So what does Dan Abrams do on a recent show? He "exposes" American Idol for letting some contestants onto the show who formerly had recording contracts! OH MY GOD!

The thing is, first of all, Abrams admits he doesn't watch the show and isn't a fan. He can't pronounce the names of the contestants and is totally clueless as to why so many millions of people enjoy the program so thoroughly. So why the hell is he expressing an opinion? He obviously has done no research and is just trying to create controversy where none really exists. In fact, other organizations jumped on this non-story weeks ago with no real consequence. So why is Abrams so far behind everybody else? Could it be that he has absolutely no journalistic skills whatsoever and shouldn't even be on TV? YES!

So he gets two former Idol contestants - who see no problem with letting on contestants who might have at one time recorded professionally - and some dolt who is obviously there to agree to everything Abrams says. Of course Abrams won't let the former contestants finish anything they try to say because he has to inject his outraged ignorance at every opportunity.
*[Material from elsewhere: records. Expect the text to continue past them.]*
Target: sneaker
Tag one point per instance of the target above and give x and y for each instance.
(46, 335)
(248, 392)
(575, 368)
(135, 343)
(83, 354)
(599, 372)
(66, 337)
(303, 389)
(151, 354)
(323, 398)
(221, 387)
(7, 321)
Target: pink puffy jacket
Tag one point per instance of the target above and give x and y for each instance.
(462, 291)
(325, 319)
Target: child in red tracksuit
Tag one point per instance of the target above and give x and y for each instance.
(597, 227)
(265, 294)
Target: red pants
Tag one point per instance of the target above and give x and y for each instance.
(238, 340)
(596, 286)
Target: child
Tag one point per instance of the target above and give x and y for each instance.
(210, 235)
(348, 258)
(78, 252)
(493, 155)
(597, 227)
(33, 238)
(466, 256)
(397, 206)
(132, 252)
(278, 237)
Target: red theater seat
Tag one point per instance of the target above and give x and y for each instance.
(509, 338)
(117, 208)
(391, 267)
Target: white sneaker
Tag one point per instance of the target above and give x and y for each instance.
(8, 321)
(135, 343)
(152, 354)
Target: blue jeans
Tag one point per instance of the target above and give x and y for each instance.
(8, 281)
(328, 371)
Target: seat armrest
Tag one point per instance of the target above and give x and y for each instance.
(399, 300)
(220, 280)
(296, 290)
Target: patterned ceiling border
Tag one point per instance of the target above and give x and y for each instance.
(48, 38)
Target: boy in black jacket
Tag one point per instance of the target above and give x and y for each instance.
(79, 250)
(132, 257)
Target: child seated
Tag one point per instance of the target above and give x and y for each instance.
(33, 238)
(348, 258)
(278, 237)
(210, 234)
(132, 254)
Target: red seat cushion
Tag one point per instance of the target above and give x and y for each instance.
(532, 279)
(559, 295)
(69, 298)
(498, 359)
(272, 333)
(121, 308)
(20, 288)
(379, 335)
Where he really shows his stupidity, though, is when he suggests that if Mariah Carey was currently "between contracts" even she could compete on the program - and how unfair this would be to the other contestants! The thing is, Carey is well known and famous. The producers and judges - who have absolute control over who makes it into the competition - would not permit her to compete. None of the other contestants are famous. None are well knows by the American public. None have sold millions of records, played to sold-out concerts and appeared on dozens of television shows. They aren't rich. They are talented people who are looking for a break. If Abrams can't see the difference, then he's just a moron. And the fact that he is trying so hard to stir up a non-existent controversy, just proves it. But I guess that's what MSNBC is all about, isn't it?
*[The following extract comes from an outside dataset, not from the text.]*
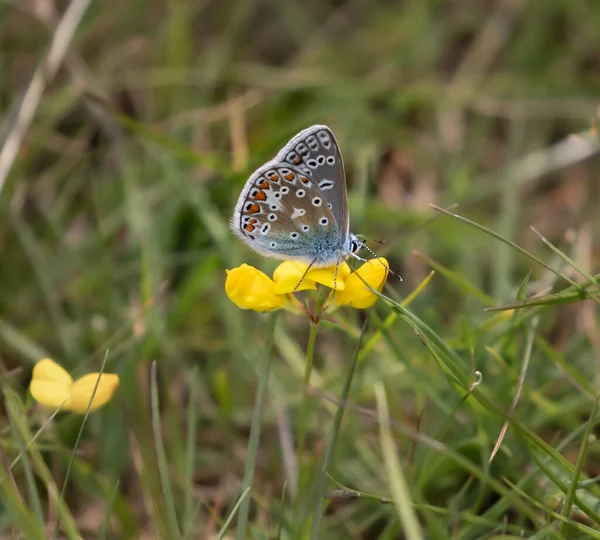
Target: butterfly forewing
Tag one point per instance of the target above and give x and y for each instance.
(282, 213)
(315, 153)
Maybe Abrams is just jealous that on a bad night, American Idol has something like 120 times the audience of any MSNBC show. Heck, MSNBC can't even generate the same audience as most large-market evening news broadcasts! Abrams' attempt at slamming the show is obviously a desperate attempt at "creating" news where there is none, and it only makes him look idiotic. No one who knows the show - and enjoys it - is going to give Dan Abrams any credence whatsoever, so what's the point? Go stalk Britney or Lindsay, Dan, and keep yourself down on their level where you belong.

Sunday, March 16, 2008

Tarantino is Dead to Me

I've had really mixed about Quintin Tarantino for a long time. I know there are a lot of critics out there who think he is the Orson Wells of his generation and can do no wrong, but I certainly see tremendous inconsistency in his work. And no small touch of complete insanity!

There's no doubt he's a very odd human being. Whenever I see him on a talk show or being interviewed, it's very obvious there's a totally off-kilter person inside that hyper, bubbly exterior. This comes through in his work as an actor too. If you didn't know who he was, you'd think they had done a very strange job of casting for that particular role. "What's with the weird looking tall dude who acts so geeky?"
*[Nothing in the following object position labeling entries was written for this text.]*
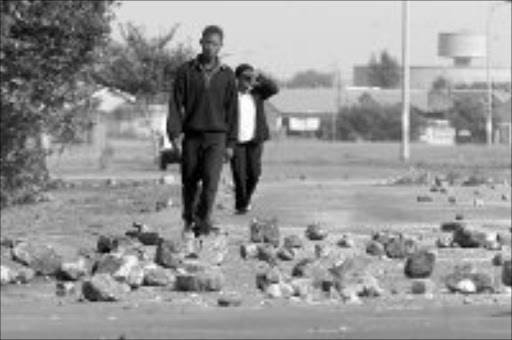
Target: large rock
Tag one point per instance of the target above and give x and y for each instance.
(103, 287)
(420, 265)
(506, 273)
(473, 237)
(315, 232)
(169, 254)
(159, 276)
(400, 248)
(293, 242)
(41, 258)
(265, 231)
(375, 248)
(210, 280)
(73, 271)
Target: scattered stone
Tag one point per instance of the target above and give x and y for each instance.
(450, 227)
(285, 254)
(169, 254)
(42, 259)
(346, 242)
(400, 248)
(103, 287)
(375, 248)
(315, 232)
(158, 276)
(230, 300)
(420, 265)
(498, 260)
(73, 271)
(423, 287)
(267, 253)
(210, 280)
(265, 231)
(424, 198)
(293, 242)
(249, 251)
(506, 273)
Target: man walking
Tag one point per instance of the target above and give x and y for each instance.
(203, 109)
(253, 90)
Well, when he and Robert Rodriquez teamed up for their Grindhouse double feature last year I had high hopes. Rodriguez is more of an auteur - if anyone still uses that term - than most anyone else working in films today. He writes, direct, shoots - heck he even scores his own films and has a style that is distinct and interesting. Tarantino aspires to be this type of all-around filmmaker, but I don't think he has the requisite talent. He's just weird.

Back to Grindhouse.

When it came out, I just couldn't force myself to shell out the money to go see it. Part of me wanted to take the risk, but I was seriously afraid that I wouldn't be able to endure almost four hours of an attempt at bad filmmaking by people who have access to all of the top technology available in the world today. I know the movie did horrible at the boxoffice, so I felt somewhat relieved that I didn't make a monetary contribution. Then I saw that the videos - now separated into two films - were available "exclusively" at Blockbuster. But you know what, I still had that funny feeling that I was going to shell out three or four bucks and be horribly disappointed. Also, which one should I get and/or watch first? Rose McGowan with a machine-gun leg is pretty intriguing, but would that be enough? I decided not to make a decision and didn't rent either one.

Now Tarantino's film, Death Proof, is playing on one of the cable premium channels. No more excuses. I decided to watch.

What a sorry excuse for a film! There is nothing campy, interesting or redeeming about the entire work. I wonder what was going through the minds of the cast - a pretty decent one at that - when then were shooting these boring, overly talky scenes. I can only assume they deferred to Tarantino's "genius" and figured he knew what he was doing. Of course when he injected himself repeatedly into the bar scenes and over-acted his way to embarrassment - I have to wonder if they weren't starting to wise up by then.

I really want my 90 minutes back. I feel cheated, even though I technically I didn't pay anything to watch it. The two action scenes in the movie are exciting and well done. But the price one has to pay in order to get to them far exceeds their value. Women sitting around drinking, talking tough, chain smoking and cursing is 90% of Death Proof. It's Tarantino hiring a bunch of very nice looking woman and then masturbating in his mind over having sex with them. And we, poor unfortunately sucked-in viewers, have to endure his imaginary camera sex. Or not. I did because I kept wondering where this horrible excuse for art was going to go. Obviously America's movie-goers did not, hence the anemic receipts. Now I see why. Glad I didn't contribute anything to the bottom line.

It's going to be a long, long time before I let Tarantino sucker me in to watching anything he does in the future. Actually, after Grindhouse, I hope he doesn't get the opportunity.